Investigation Report - A Duty to Care

3 December 2010

For Immediate Release

Toronto’s Duty to Care: An Investigation into Municipal Licensing and Standards' Treatment of a Resident with Dementia  


The Ombudsman for the City of Toronto says the City has provided unfair and improperly discriminatory service to a resident with dementia. In an investigative report released today called, A Duty to Care, Fiona Crean also reports she could find no policies at the City of Toronto that ensure people with diminished capacity can understand notices and orders that are issued from City Hall.

As the city’s population ages, Toronto faces a growing wave of people with dementia. “It is the most significant cause of disability for people over 65,” says Crean, “More than 38 thousand people currently live with the disease in Toronto. That’s expected to increase by another 10 per cent just four years from now.”

“People often need to be treated differently in order to provide access to the same outcome,” says Crean. “Treating people identically is not good enough.” The Ombudsman insists, “City staff must take into account the needs of vulnerable residents who may not understand the impact of City policies.”

The City of Toronto’s Ombudsman began her investigation after a complaint from the son of an elderly Toronto resident. The woman, who suffers from dementia, lives at home with the assistance of two visiting caregivers.

After a neighbour complained that a tree on her property was unsafe, an inspector from Municipal Licensing and Standards (MLS) served the woman with a notice ordering its destruction. The Ombudsman has determined the inspector should have known the resident was suffering from dementia, and should have contacted the woman’s son once the caregiver offered the information. Instead, the MLS employee denies ever talking to the woman or her son.

Crean says officials at MLS acted unreasonably, improperly, and were mistaken in both law and fact.
  • Staff incorrectly applied a by law to order the removal of the tree.
  • City staff cut down the tree without legal authority, and then charged the resident $4,820 for the cost of its destruction.
  • MLS officials never told the son there was a safe, less expensive alternative to the removal of the tree. 
  • City staff were unresponsive, cavalier and dismissive.
  • Staff relied on an erroneous arborist’s report.

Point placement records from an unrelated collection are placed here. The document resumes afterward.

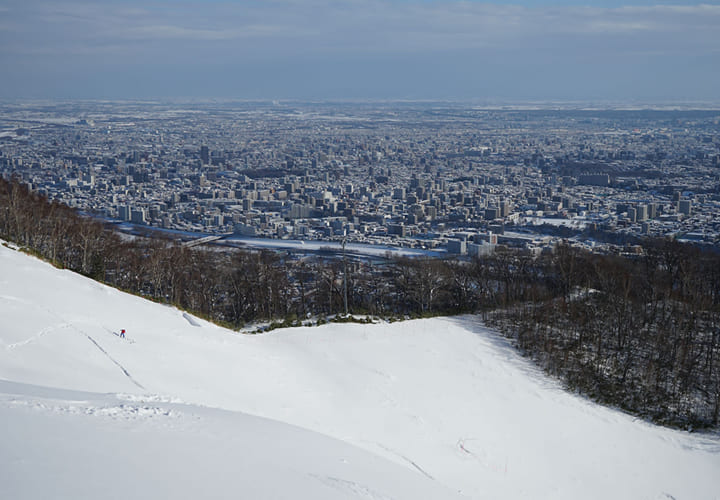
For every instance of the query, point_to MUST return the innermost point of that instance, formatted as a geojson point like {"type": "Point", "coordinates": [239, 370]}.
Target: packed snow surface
{"type": "Point", "coordinates": [436, 408]}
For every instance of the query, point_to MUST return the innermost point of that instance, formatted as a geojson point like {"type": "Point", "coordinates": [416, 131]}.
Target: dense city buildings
{"type": "Point", "coordinates": [443, 176]}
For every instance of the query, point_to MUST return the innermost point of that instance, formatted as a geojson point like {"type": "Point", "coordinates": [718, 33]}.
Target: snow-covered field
{"type": "Point", "coordinates": [437, 408]}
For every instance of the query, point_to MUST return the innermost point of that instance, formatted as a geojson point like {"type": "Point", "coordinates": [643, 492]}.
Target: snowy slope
{"type": "Point", "coordinates": [447, 402]}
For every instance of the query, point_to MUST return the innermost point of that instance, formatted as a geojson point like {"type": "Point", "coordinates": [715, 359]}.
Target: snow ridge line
{"type": "Point", "coordinates": [127, 374]}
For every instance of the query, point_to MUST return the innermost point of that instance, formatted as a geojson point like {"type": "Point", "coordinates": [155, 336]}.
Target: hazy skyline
{"type": "Point", "coordinates": [334, 49]}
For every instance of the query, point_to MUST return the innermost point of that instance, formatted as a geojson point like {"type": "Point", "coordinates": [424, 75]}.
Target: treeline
{"type": "Point", "coordinates": [640, 332]}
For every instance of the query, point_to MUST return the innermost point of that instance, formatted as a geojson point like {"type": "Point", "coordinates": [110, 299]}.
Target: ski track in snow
{"type": "Point", "coordinates": [356, 489]}
{"type": "Point", "coordinates": [406, 459]}
{"type": "Point", "coordinates": [67, 324]}
{"type": "Point", "coordinates": [37, 336]}
{"type": "Point", "coordinates": [127, 374]}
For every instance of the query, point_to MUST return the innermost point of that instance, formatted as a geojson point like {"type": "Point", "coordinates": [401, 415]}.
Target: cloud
{"type": "Point", "coordinates": [460, 39]}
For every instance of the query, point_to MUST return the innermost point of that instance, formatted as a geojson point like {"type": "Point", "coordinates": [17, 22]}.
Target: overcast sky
{"type": "Point", "coordinates": [646, 50]}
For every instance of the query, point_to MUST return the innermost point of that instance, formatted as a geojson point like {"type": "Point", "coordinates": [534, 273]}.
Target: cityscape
{"type": "Point", "coordinates": [433, 176]}
{"type": "Point", "coordinates": [360, 249]}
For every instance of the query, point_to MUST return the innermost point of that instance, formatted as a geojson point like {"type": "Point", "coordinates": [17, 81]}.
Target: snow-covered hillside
{"type": "Point", "coordinates": [437, 408]}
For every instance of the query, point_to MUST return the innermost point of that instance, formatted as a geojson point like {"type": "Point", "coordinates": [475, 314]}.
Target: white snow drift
{"type": "Point", "coordinates": [438, 408]}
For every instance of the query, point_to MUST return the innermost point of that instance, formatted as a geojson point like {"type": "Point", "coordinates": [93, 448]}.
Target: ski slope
{"type": "Point", "coordinates": [436, 408]}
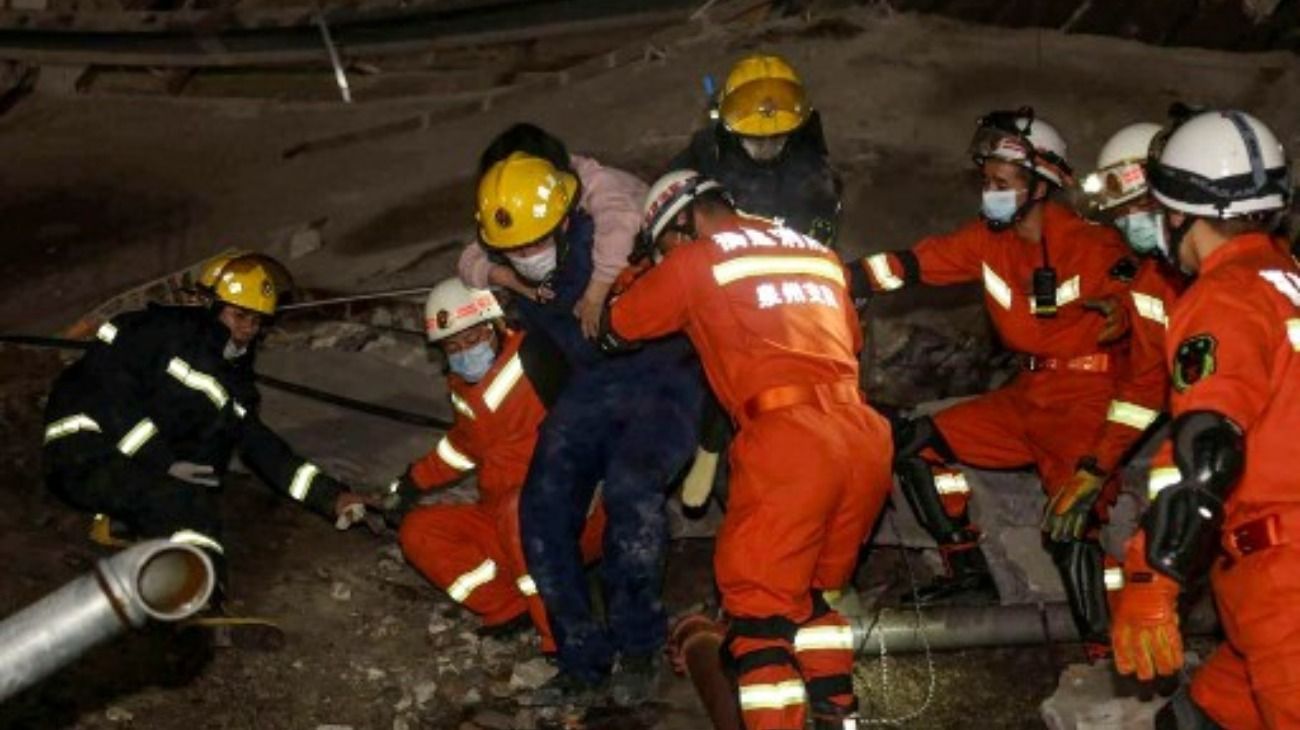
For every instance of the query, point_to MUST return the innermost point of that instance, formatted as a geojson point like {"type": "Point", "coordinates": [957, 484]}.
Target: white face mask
{"type": "Point", "coordinates": [536, 266]}
{"type": "Point", "coordinates": [763, 148]}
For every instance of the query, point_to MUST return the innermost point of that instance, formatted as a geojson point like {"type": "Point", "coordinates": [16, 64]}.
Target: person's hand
{"type": "Point", "coordinates": [1116, 318]}
{"type": "Point", "coordinates": [1144, 618]}
{"type": "Point", "coordinates": [1066, 516]}
{"type": "Point", "coordinates": [592, 307]}
{"type": "Point", "coordinates": [199, 474]}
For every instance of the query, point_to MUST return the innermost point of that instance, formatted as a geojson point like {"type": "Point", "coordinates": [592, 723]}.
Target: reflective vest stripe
{"type": "Point", "coordinates": [815, 638]}
{"type": "Point", "coordinates": [1131, 415]}
{"type": "Point", "coordinates": [952, 483]}
{"type": "Point", "coordinates": [198, 539]}
{"type": "Point", "coordinates": [302, 482]}
{"type": "Point", "coordinates": [137, 437]}
{"type": "Point", "coordinates": [1151, 308]}
{"type": "Point", "coordinates": [460, 589]}
{"type": "Point", "coordinates": [997, 289]}
{"type": "Point", "coordinates": [748, 266]}
{"type": "Point", "coordinates": [1161, 478]}
{"type": "Point", "coordinates": [882, 273]}
{"type": "Point", "coordinates": [505, 381]}
{"type": "Point", "coordinates": [453, 456]}
{"type": "Point", "coordinates": [199, 381]}
{"type": "Point", "coordinates": [69, 425]}
{"type": "Point", "coordinates": [771, 696]}
{"type": "Point", "coordinates": [525, 585]}
{"type": "Point", "coordinates": [462, 407]}
{"type": "Point", "coordinates": [107, 333]}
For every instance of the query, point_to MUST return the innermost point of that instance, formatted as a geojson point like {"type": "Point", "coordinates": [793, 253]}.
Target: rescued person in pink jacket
{"type": "Point", "coordinates": [611, 196]}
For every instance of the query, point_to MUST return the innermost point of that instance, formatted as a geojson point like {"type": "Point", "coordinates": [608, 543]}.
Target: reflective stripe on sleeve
{"type": "Point", "coordinates": [879, 266]}
{"type": "Point", "coordinates": [815, 638]}
{"type": "Point", "coordinates": [302, 482]}
{"type": "Point", "coordinates": [1161, 478]}
{"type": "Point", "coordinates": [505, 381]}
{"type": "Point", "coordinates": [525, 585]}
{"type": "Point", "coordinates": [198, 539]}
{"type": "Point", "coordinates": [748, 266]}
{"type": "Point", "coordinates": [460, 589]}
{"type": "Point", "coordinates": [70, 425]}
{"type": "Point", "coordinates": [996, 287]}
{"type": "Point", "coordinates": [199, 381]}
{"type": "Point", "coordinates": [952, 483]}
{"type": "Point", "coordinates": [453, 456]}
{"type": "Point", "coordinates": [107, 333]}
{"type": "Point", "coordinates": [1151, 307]}
{"type": "Point", "coordinates": [137, 437]}
{"type": "Point", "coordinates": [1131, 415]}
{"type": "Point", "coordinates": [771, 696]}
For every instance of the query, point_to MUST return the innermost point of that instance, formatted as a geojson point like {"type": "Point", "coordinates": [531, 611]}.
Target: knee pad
{"type": "Point", "coordinates": [1182, 713]}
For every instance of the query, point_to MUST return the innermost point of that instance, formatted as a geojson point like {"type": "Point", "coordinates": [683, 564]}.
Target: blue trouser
{"type": "Point", "coordinates": [633, 427]}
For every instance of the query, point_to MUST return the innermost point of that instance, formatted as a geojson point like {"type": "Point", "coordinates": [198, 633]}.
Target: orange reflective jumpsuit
{"type": "Point", "coordinates": [768, 313]}
{"type": "Point", "coordinates": [1075, 398]}
{"type": "Point", "coordinates": [1234, 347]}
{"type": "Point", "coordinates": [473, 551]}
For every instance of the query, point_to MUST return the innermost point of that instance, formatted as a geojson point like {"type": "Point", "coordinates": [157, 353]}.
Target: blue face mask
{"type": "Point", "coordinates": [1144, 231]}
{"type": "Point", "coordinates": [472, 364]}
{"type": "Point", "coordinates": [999, 205]}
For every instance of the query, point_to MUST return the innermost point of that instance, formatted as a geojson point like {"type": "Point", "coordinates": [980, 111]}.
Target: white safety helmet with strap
{"type": "Point", "coordinates": [1221, 165]}
{"type": "Point", "coordinates": [1025, 140]}
{"type": "Point", "coordinates": [668, 196]}
{"type": "Point", "coordinates": [453, 308]}
{"type": "Point", "coordinates": [1121, 174]}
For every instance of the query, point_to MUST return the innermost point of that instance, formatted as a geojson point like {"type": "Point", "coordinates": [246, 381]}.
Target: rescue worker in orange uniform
{"type": "Point", "coordinates": [1223, 487]}
{"type": "Point", "coordinates": [1066, 412]}
{"type": "Point", "coordinates": [1118, 191]}
{"type": "Point", "coordinates": [768, 313]}
{"type": "Point", "coordinates": [473, 551]}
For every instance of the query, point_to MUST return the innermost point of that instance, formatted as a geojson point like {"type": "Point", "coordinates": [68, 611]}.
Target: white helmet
{"type": "Point", "coordinates": [453, 308]}
{"type": "Point", "coordinates": [1221, 165]}
{"type": "Point", "coordinates": [1121, 174]}
{"type": "Point", "coordinates": [668, 196]}
{"type": "Point", "coordinates": [1022, 139]}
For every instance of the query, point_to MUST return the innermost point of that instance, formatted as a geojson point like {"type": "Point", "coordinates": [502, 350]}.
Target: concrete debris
{"type": "Point", "coordinates": [341, 591]}
{"type": "Point", "coordinates": [532, 673]}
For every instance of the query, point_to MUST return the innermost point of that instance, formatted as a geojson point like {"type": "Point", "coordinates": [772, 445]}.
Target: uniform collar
{"type": "Point", "coordinates": [1235, 247]}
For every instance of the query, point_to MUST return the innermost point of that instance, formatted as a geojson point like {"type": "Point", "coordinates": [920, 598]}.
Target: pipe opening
{"type": "Point", "coordinates": [174, 582]}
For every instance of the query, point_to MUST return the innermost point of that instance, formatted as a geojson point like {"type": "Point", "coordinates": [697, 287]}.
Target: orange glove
{"type": "Point", "coordinates": [1144, 624]}
{"type": "Point", "coordinates": [1066, 516]}
{"type": "Point", "coordinates": [1117, 318]}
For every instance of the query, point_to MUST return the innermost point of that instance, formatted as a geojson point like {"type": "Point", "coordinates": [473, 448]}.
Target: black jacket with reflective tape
{"type": "Point", "coordinates": [155, 387]}
{"type": "Point", "coordinates": [800, 186]}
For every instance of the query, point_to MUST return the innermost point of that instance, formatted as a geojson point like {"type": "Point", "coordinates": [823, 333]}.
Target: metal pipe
{"type": "Point", "coordinates": [157, 579]}
{"type": "Point", "coordinates": [694, 647]}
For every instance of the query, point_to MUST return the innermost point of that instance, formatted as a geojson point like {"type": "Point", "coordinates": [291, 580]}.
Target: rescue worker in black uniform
{"type": "Point", "coordinates": [143, 426]}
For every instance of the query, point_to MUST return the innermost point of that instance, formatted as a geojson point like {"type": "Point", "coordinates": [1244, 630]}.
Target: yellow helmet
{"type": "Point", "coordinates": [763, 96]}
{"type": "Point", "coordinates": [250, 282]}
{"type": "Point", "coordinates": [212, 266]}
{"type": "Point", "coordinates": [521, 199]}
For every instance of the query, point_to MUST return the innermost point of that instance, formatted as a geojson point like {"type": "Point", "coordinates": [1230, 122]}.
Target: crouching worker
{"type": "Point", "coordinates": [497, 378]}
{"type": "Point", "coordinates": [142, 427]}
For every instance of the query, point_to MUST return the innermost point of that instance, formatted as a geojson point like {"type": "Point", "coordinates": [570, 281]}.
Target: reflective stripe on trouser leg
{"type": "Point", "coordinates": [824, 651]}
{"type": "Point", "coordinates": [770, 687]}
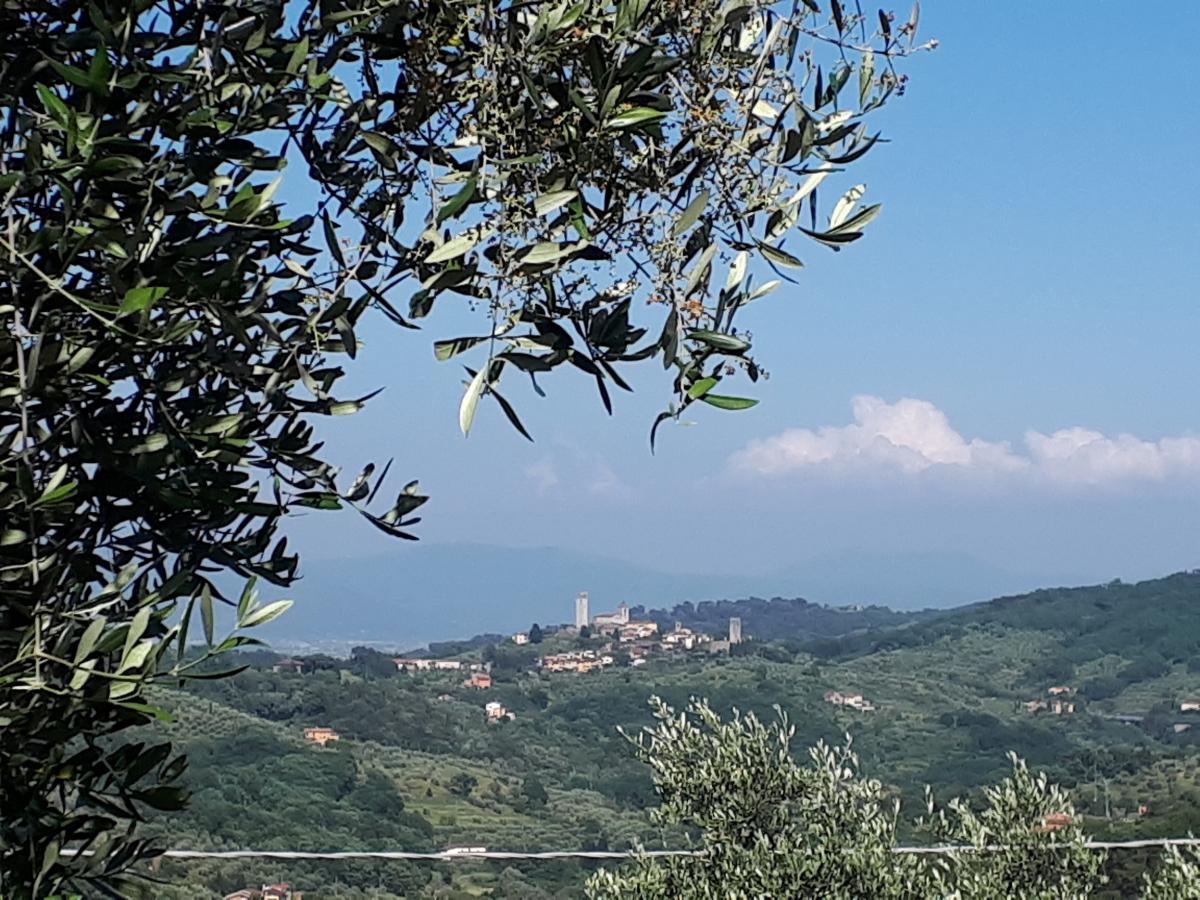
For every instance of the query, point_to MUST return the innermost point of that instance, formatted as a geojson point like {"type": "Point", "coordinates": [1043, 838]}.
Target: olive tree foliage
{"type": "Point", "coordinates": [771, 826]}
{"type": "Point", "coordinates": [1025, 834]}
{"type": "Point", "coordinates": [174, 331]}
{"type": "Point", "coordinates": [1176, 879]}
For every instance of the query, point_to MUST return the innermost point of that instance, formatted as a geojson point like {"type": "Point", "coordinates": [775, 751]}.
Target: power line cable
{"type": "Point", "coordinates": [459, 855]}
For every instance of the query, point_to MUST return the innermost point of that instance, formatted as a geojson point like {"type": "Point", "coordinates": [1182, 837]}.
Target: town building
{"type": "Point", "coordinates": [321, 735]}
{"type": "Point", "coordinates": [637, 630]}
{"type": "Point", "coordinates": [270, 892]}
{"type": "Point", "coordinates": [424, 665]}
{"type": "Point", "coordinates": [684, 637]}
{"type": "Point", "coordinates": [497, 712]}
{"type": "Point", "coordinates": [606, 619]}
{"type": "Point", "coordinates": [855, 701]}
{"type": "Point", "coordinates": [575, 661]}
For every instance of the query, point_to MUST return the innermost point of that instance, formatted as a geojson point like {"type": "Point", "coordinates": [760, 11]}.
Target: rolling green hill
{"type": "Point", "coordinates": [419, 767]}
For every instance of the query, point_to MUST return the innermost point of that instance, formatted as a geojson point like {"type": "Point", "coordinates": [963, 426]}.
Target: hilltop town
{"type": "Point", "coordinates": [592, 642]}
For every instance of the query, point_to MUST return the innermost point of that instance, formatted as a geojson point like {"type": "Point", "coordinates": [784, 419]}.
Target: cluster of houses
{"type": "Point", "coordinates": [406, 664]}
{"type": "Point", "coordinates": [640, 639]}
{"type": "Point", "coordinates": [496, 712]}
{"type": "Point", "coordinates": [575, 661]}
{"type": "Point", "coordinates": [321, 735]}
{"type": "Point", "coordinates": [1057, 705]}
{"type": "Point", "coordinates": [852, 701]}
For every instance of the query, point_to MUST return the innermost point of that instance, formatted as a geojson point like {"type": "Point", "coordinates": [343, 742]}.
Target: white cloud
{"type": "Point", "coordinates": [913, 436]}
{"type": "Point", "coordinates": [543, 474]}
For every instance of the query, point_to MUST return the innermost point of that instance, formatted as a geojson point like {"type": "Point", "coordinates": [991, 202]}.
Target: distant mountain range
{"type": "Point", "coordinates": [445, 591]}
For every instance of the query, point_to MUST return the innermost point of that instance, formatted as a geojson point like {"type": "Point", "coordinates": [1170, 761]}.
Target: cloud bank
{"type": "Point", "coordinates": [913, 436]}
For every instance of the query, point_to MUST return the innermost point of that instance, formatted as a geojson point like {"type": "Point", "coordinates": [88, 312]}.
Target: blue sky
{"type": "Point", "coordinates": [1035, 270]}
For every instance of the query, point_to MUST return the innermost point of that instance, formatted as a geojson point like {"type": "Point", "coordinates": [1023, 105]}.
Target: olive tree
{"type": "Point", "coordinates": [771, 826]}
{"type": "Point", "coordinates": [604, 181]}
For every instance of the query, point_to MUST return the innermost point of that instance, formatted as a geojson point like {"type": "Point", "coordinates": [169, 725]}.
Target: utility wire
{"type": "Point", "coordinates": [467, 853]}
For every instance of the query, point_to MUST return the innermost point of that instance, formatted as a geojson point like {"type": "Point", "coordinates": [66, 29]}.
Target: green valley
{"type": "Point", "coordinates": [928, 700]}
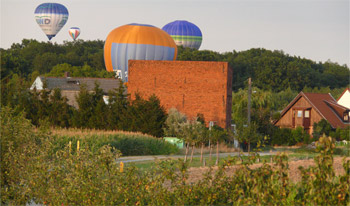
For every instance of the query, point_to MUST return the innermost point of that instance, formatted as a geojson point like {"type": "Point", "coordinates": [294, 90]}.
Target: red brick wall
{"type": "Point", "coordinates": [191, 87]}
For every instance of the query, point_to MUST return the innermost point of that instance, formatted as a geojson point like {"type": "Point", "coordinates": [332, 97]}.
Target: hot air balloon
{"type": "Point", "coordinates": [51, 17]}
{"type": "Point", "coordinates": [138, 42]}
{"type": "Point", "coordinates": [74, 32]}
{"type": "Point", "coordinates": [184, 33]}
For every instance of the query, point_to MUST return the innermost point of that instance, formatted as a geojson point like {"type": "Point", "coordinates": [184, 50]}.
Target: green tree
{"type": "Point", "coordinates": [217, 134]}
{"type": "Point", "coordinates": [248, 134]}
{"type": "Point", "coordinates": [146, 116]}
{"type": "Point", "coordinates": [173, 122]}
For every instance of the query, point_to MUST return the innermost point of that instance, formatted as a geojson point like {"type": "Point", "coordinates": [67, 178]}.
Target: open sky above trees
{"type": "Point", "coordinates": [314, 29]}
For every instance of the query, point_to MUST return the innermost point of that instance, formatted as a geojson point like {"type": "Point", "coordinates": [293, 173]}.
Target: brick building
{"type": "Point", "coordinates": [192, 87]}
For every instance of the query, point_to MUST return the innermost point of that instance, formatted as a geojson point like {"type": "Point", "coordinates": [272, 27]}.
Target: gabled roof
{"type": "Point", "coordinates": [74, 83]}
{"type": "Point", "coordinates": [325, 105]}
{"type": "Point", "coordinates": [347, 89]}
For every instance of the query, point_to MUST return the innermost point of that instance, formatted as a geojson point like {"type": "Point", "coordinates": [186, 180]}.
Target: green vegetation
{"type": "Point", "coordinates": [270, 70]}
{"type": "Point", "coordinates": [76, 175]}
{"type": "Point", "coordinates": [130, 144]}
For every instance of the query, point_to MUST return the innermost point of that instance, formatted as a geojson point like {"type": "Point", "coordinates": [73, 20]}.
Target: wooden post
{"type": "Point", "coordinates": [249, 98]}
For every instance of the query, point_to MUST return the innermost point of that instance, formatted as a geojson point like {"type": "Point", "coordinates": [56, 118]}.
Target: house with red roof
{"type": "Point", "coordinates": [309, 108]}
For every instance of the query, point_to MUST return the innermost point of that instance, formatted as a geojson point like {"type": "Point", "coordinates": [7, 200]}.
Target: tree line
{"type": "Point", "coordinates": [270, 70]}
{"type": "Point", "coordinates": [120, 113]}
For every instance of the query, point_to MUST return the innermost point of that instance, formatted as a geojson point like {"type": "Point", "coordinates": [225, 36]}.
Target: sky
{"type": "Point", "coordinates": [312, 29]}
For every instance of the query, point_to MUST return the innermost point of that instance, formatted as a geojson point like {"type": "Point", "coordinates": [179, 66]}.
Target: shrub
{"type": "Point", "coordinates": [320, 128]}
{"type": "Point", "coordinates": [129, 144]}
{"type": "Point", "coordinates": [281, 136]}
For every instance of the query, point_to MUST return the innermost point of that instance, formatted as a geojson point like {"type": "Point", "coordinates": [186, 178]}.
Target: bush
{"type": "Point", "coordinates": [320, 128]}
{"type": "Point", "coordinates": [128, 144]}
{"type": "Point", "coordinates": [341, 134]}
{"type": "Point", "coordinates": [281, 136]}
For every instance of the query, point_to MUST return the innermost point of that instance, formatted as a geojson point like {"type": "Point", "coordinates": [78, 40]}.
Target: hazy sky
{"type": "Point", "coordinates": [314, 29]}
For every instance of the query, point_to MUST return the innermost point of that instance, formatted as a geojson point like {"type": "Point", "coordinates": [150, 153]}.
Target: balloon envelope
{"type": "Point", "coordinates": [51, 17]}
{"type": "Point", "coordinates": [184, 33]}
{"type": "Point", "coordinates": [74, 32]}
{"type": "Point", "coordinates": [138, 42]}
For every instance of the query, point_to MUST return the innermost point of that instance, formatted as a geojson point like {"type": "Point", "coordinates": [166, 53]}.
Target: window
{"type": "Point", "coordinates": [307, 114]}
{"type": "Point", "coordinates": [300, 113]}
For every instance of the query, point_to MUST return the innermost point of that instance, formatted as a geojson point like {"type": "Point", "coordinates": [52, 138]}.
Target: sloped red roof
{"type": "Point", "coordinates": [325, 105]}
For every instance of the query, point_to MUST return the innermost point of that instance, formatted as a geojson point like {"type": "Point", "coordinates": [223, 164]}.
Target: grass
{"type": "Point", "coordinates": [88, 132]}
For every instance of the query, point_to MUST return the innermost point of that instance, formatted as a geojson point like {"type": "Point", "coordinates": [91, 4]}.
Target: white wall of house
{"type": "Point", "coordinates": [345, 99]}
{"type": "Point", "coordinates": [38, 84]}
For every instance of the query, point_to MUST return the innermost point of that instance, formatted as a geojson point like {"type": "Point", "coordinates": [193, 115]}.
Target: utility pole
{"type": "Point", "coordinates": [249, 98]}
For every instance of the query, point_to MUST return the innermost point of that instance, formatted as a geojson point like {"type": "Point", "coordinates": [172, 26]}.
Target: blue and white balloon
{"type": "Point", "coordinates": [51, 17]}
{"type": "Point", "coordinates": [184, 33]}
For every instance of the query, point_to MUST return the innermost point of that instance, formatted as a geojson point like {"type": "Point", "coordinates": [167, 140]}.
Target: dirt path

The report was supplied by the neighbour who made the original complaint.
The Ombudsman has made 17 different recommendations as a result of her investigation, four involving this specific case, and 13 involving systemic problems in the delivery of City services. Included in the recommendations:
  • MLS apologize to the resident and her son, reimburse her for the cost of removing the tree, and plant an adequate replacement.
  • MLS, in consultation with experts, develop a policy addressing the needs of residents with dementia or diminished capacity.
  • MLS adopt standards for recognizing a person with dementia, and where possible, contact the person responsible for that person’s affairs.
  • Where there is no representative, staff must alert a superior.
The City’s Ombudsman is pleased the City Manager has accepted all of her recommendations, and agreed to provide more equitable services throughout the City administration for people with dementia and diminished capacity. The City has also agreed to apologize, pay restitution for the removal of the tree, and plant a replacement.

“MLS has until next March to provide me with their new policies and standards,” says Crean, “I will be following the process closely and will report back on whether the new policies meet the standards of substantive, equitable, and procedural fairness.”